Arm Neon is an advanced single instruction multiple data (SIMD) architecture extension for the Arm Cortex-A and Arm Cortex-R series of processors with capabilities that vastly improve use cases on mobile devices, such as multimedia encoding/decoding, user interface, 2D/3D graphics and gaming.

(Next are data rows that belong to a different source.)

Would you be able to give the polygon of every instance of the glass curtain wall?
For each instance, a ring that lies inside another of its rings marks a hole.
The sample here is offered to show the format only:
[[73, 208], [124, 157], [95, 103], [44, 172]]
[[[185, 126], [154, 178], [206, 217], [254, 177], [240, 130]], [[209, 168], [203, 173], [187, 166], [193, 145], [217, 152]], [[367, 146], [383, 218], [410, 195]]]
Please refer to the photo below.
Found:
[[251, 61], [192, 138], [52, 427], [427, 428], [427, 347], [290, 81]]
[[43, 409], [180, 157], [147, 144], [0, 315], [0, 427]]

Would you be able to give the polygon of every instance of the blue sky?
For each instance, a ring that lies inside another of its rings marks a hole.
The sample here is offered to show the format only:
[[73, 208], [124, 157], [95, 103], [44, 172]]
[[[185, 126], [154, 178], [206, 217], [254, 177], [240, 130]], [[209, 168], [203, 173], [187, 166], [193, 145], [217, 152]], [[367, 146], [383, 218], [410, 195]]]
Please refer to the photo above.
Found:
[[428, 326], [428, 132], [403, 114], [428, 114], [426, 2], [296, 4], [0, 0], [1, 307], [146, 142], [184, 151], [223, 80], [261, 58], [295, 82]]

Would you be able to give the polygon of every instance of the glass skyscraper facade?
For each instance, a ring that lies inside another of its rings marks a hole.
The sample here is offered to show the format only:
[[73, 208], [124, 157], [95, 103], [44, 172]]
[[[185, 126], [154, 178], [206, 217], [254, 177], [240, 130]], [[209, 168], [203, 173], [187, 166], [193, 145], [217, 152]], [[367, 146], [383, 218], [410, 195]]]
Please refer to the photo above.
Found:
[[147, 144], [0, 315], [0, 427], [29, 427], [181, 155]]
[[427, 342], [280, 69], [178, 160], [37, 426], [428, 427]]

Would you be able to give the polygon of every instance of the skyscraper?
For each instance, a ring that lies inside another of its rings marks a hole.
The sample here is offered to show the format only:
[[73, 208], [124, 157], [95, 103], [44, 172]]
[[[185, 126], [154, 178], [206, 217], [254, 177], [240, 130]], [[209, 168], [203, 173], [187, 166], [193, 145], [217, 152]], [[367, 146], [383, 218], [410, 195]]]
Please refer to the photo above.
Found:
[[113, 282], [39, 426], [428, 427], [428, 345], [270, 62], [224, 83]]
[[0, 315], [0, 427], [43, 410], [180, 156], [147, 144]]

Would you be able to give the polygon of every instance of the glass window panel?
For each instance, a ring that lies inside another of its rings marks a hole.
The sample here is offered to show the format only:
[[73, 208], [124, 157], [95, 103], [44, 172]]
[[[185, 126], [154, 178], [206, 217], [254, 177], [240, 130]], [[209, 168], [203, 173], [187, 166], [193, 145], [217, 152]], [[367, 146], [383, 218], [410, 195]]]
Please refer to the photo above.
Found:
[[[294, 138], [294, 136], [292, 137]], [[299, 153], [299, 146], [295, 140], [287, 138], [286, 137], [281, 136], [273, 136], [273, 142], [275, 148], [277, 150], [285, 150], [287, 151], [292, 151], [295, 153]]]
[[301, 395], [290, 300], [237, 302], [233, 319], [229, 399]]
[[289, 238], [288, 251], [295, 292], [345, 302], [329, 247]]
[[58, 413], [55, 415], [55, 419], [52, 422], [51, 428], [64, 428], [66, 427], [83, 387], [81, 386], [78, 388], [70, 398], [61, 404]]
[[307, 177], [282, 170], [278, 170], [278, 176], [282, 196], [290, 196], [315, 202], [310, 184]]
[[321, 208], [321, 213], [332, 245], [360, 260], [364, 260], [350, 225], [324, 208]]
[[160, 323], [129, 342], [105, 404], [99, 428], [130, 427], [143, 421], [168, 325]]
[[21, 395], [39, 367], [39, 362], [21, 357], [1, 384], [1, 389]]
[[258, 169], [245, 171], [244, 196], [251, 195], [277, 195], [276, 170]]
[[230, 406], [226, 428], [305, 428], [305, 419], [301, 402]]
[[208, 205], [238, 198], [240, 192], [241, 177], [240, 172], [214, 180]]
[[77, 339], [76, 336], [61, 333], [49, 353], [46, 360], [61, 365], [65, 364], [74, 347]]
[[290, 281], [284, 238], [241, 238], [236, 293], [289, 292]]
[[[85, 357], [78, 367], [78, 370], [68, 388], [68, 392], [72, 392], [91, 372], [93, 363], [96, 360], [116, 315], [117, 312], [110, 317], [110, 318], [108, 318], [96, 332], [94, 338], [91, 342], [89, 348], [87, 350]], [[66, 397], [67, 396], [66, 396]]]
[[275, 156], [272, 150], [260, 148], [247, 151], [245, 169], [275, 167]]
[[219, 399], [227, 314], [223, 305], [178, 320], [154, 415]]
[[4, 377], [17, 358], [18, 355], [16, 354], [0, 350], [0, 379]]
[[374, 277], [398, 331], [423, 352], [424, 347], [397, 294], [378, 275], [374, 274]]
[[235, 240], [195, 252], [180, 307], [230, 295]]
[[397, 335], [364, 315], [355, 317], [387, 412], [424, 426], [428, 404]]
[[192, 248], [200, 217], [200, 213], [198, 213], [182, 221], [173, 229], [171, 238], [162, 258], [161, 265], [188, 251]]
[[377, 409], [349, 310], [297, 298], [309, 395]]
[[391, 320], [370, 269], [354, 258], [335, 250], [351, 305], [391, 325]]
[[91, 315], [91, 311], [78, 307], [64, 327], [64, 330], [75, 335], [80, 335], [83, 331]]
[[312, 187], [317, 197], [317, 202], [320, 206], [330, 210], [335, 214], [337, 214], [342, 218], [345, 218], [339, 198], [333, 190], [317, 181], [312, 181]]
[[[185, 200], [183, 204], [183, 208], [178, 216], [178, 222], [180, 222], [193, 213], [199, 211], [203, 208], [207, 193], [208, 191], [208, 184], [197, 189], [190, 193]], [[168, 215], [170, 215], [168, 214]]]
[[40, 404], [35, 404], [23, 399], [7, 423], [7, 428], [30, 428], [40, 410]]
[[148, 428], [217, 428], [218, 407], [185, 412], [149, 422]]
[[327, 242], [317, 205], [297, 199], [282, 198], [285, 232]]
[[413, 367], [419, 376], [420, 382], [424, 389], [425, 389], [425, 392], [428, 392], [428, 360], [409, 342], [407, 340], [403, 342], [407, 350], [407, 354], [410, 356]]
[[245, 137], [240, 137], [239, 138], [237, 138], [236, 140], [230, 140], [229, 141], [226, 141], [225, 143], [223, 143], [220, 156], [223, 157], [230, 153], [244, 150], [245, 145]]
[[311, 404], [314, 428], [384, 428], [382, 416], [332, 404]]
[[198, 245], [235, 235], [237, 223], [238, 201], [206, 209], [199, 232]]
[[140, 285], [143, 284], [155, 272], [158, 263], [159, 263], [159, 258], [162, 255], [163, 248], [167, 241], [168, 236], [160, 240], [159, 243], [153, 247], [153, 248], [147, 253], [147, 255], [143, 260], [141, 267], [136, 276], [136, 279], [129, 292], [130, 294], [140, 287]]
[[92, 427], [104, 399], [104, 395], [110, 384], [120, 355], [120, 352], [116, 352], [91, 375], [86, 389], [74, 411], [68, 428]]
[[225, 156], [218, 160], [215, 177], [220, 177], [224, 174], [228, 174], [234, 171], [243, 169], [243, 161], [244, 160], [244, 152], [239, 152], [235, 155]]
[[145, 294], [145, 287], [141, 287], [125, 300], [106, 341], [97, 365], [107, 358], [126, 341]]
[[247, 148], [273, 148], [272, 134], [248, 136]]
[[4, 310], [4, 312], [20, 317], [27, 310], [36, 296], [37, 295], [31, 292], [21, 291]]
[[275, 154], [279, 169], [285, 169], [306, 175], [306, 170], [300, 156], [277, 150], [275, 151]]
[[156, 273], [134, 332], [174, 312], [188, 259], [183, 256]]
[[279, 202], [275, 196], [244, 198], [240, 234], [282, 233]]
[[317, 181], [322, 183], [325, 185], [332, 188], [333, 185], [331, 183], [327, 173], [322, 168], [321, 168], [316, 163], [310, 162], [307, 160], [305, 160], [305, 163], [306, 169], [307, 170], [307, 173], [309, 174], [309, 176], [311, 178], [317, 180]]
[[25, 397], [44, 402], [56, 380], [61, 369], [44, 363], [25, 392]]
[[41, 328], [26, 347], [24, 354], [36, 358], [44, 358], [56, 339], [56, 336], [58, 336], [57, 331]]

It essentially uses 128-bit NEON SIMD registers, which means that if you operate 32-bit floating-point numbers, you can operate 4 at the same time (variables can be defined: float32x4_t); if you operate 16-bit integers (short), you can operate 8 at the same time ( Variables can be defined: int16x8_t); and if 8-bit integers are operated, 16 can be operated at the same time (variables can be defined: int8x16_t).
Prerequisites
- CMake3.13+
- VSCode1.62+
- NDK r23b+
- ADB
Please refer to this article for VSCode and NDK configuration.
Include header files
First, include Neon header file in your source code file.
#include <arm_neon.h>
Add Neon codes
The following is a simple example of assigning values to memory using the Neon instruction set.
void arm_neon_test()
{
const int sz = 1000000;
const float val = 1.0f;
float *arr = new float[sz];
float32x4_t _v = vdupq_n_f32(val);
int i = 0;
for(; i < sz; i+=4)
{
vst1q_f32(arr + i, _v);
}
for(; i < sz; i++)
{
arr[i] = val;
}
delete[] arr;
}
Build & Run
NDK natively supports NEON, no need to link other libraries, compile and run directly refering to the previous script.